Contro la “glottofobia”, la discriminazione che avete fatto tutti

Distinguere sulla base del linguaggio, delle sfumature di accento, della capacità grammaticale, ma anche esprimere gerarchie tra una lingua e l’altra, che altro non sono che il rifletto delle condizioni di potere sociali

In Italia questa parola non c’è, ma dovrebbe esserci (è molto probabile però che ci sarà in futuro): “glottofobia”. Da non confondere con “glossofobia”, che è la paura di parlare in pubblico, la “glottofobia” è, invece, ogni atto discriminatorio fondato sul modo in cui una persona parla una lingua.

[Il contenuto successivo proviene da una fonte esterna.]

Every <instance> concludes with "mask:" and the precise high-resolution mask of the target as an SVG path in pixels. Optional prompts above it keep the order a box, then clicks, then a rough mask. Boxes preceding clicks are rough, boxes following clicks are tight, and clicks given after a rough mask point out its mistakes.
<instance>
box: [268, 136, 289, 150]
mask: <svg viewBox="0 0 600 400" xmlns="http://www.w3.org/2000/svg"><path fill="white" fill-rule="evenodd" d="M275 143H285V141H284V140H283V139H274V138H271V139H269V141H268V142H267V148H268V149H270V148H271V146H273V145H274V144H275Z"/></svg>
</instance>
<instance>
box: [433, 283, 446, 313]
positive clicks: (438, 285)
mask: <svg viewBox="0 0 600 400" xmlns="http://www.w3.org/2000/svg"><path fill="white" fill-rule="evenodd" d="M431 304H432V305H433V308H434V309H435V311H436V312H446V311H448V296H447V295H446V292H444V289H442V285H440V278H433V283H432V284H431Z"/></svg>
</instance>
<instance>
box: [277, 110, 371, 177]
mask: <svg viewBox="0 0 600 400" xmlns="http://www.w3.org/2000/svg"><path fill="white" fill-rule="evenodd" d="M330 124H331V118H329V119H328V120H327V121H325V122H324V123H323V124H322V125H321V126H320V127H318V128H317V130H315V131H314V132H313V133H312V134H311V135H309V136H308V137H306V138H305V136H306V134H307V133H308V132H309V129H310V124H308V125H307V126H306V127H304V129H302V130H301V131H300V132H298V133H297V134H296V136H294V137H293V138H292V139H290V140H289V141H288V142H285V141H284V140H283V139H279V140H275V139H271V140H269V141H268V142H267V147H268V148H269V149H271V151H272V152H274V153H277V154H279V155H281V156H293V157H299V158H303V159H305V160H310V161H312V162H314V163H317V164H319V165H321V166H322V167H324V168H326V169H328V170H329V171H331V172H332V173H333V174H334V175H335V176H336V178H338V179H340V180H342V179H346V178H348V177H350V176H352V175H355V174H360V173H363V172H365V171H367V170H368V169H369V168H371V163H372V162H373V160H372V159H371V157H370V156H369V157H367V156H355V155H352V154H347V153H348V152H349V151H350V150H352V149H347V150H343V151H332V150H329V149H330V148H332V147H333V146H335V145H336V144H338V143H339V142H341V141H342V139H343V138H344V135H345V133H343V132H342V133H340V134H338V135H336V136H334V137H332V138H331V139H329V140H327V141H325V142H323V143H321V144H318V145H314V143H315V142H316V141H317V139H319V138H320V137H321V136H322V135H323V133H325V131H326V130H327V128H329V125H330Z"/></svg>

Non si tratta qui delle prese in giro per eventuali difetti di pronuncia personali (anche se..), ma delle diversità sociali che emergono nell’uso della lingua. Per capirsi, è glottofobia la discriminazione fatta sulla base di accenti regionali diversi, oppure di accenti stranieri. Ma è glottofobia anche il senso di superiorità della lingua nazionale nei confronti dei dialetti e, in Paesi come il Brasile, la repressione sistematica delle lingue minoritarie all’interno di una nazione. Ci si scandalizza tanto per la discriminazione fondata sul colore della pelle, o su un diverso credo religioso o un altro orientamento sessuale, ma nessuno dice niente per quella che avviene, ogni giorno, fondata sulla pronuncia della lingua.

Del resto, l’avversione per la scarsa scioltezza linguistica, se non è un problema in sé, è senza dubbio una spia efficace per altri problemi, sottostanti. Sottolineare i costrutti sbagliati e il lessico incerto di uno straniero è xenofobia? Può essere, ma solo se tradisce una lingua madre “inferiore”. Discriminare un accento identificativo di una regione è razzismo? Se non lo è, gli somiglia molto. Denigrare chi, pur esprimendosi nella sua lingua madre, dimostra scarsa dimestichezza con alcune regole della grammatica, è classismo? Senza dubbio.

E allora sì, chi deride Giggino Di Maio – un nome a caso – per la sua impreparazione linguistica e i congiuntivi fantasiosi compie un atto di glottofobia. Ma – attenzione – lo farebbe anche chi, sganasciandosi dalle risate, prende in giro i vari Rutelli, Berlusconi e soprattutto Renzi per il loro improbabile inglese: l’atto glottofobo sta anche nello stabilire gerarchie tra le lingue, a favore di quelle dominanti come l’inglese (ma in passato era il francese) e a discapito di quelle subordinate come, in questo caso, l’italiano. È già autoglottofobia.

In particolare, passa sotto la categoria di glottofobia la repressione di lingue considerate aliene: ad esempio, la lotta contro l’esperanto portata avanti da Stalin. Il dittatore sovietico, per farsi capire bene, arrivò anche a far uccidere anche dieci esperantisti. Va un po’ meglio ma non tanto alle lingue regionali iberiche e francesi, come il catalano (più volte definito, con disprezzo, un “dialetto”), o l’alsaziano, il bretone e il bambara. Perché non difenderle?

Del resto, la possibilità di insegnare nelle classi anche il dialetto, come avviene in alcuni paesi del Friuli, va verso questa direzione: anti-glottofobia. Ma alcuni illuminati, tempo fa, pensavano che fosse solo retroguardia.